In mancanza di una valida giustificazione per la differenza di trattamento, il giudice perciò ritiene di disapplicare il Jobs Act, applicando invece anche in questo caso le tutele previste dall’articolo 18.

Applausi e sipario.

C’è però qualche riflessione da aggiungere. Con una sentenza straordinaria, nel senso letterale del termine, il Tribunale di Milano conferma quel che si sapeva fin da principio, e che solo le persone in malafede negavano: che tutto l’impianto del Jobs Act, e in particolare le tutele crescenti, non erano altro che un gigantesco regalo al padronato italiano. Che questa sentenza venga confermata in appello o meno, il giudizio politico su questa controriforma non potrà che rimanere immutato.

Se si trattasse di una discussione accademica, avremmo il nostro bel piacere nel poter rinfacciare a Renzi e alla sua cricca che “noi l’avevamo detto“. Peccato che la questione sia invece estremamente concreta e riguardi la pelle di milioni di lavoratori, ai quali questa sentenza non sarà di nessuna utilità dal momento che oltretutto riguarda un’ipotesi piuttosto marginale (quella dei lavoratori assunti a tempo determinato prima del Jobs Act, e confermati a tempo indeterminato dopo), per giunta superata dalle modifiche che la Corte Costituzionale ha già imposto.

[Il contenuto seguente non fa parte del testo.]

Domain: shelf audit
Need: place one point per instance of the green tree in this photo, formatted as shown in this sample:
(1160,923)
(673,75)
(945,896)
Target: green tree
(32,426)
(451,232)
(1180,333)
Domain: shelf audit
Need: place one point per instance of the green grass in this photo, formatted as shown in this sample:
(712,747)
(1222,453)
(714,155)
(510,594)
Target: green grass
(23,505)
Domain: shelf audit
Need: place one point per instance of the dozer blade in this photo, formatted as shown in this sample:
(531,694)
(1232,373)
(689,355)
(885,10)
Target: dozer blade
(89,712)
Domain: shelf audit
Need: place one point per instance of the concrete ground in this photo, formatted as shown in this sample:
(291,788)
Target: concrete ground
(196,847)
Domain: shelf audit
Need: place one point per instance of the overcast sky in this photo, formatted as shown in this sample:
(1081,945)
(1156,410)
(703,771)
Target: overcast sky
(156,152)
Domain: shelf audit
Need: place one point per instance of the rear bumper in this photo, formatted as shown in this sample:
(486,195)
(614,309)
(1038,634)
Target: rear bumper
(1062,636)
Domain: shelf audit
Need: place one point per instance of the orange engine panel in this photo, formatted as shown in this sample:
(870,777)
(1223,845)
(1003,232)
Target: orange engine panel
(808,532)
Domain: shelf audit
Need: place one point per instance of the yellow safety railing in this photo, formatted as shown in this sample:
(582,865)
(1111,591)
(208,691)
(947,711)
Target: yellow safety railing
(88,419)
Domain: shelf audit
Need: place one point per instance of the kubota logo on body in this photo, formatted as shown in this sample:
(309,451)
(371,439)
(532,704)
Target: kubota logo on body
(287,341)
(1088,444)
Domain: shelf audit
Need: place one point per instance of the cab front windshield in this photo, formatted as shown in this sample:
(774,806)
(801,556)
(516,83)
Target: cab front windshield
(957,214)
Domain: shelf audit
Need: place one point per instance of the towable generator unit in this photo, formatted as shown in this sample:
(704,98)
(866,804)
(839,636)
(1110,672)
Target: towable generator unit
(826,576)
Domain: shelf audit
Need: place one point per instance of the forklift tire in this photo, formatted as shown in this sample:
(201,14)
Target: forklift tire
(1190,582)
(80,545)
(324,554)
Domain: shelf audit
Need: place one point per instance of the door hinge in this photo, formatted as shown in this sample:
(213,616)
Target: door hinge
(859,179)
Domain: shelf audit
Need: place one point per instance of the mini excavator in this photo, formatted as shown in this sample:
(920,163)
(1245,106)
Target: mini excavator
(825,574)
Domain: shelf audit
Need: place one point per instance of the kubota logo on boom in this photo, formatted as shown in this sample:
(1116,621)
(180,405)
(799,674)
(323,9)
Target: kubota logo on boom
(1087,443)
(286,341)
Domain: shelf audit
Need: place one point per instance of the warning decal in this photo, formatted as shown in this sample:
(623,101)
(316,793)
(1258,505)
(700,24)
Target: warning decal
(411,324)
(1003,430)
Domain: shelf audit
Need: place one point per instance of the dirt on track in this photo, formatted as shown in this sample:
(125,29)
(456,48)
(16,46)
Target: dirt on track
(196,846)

A conti fatti, probabilmente non sarà utile neppure alla stessa lavoratrice che ha vinto la causa. Infatti nel tempo necessario per ottenere giustizia, il datore di lavoro è fallito e il diritto alla reintegrazione non potrà comunque essere esercitato, mentre quello al risarcimento verrà riconosciuto in “moneta fallimentare”, cioè solo in piccola parte.

Questa è l’ulteriore riprova che, anche nella migliore delle ipotesi, le aule del tribunale sono il rimedio meno efficace contro i soprusi subiti dai lavoratori: è solo il movimento organizzato dei lavoratori che può ottenere successi reali. È una lezione che converrà imparare in fretta, viste le prime settimane dalla fine del blocco dei licenziamenti.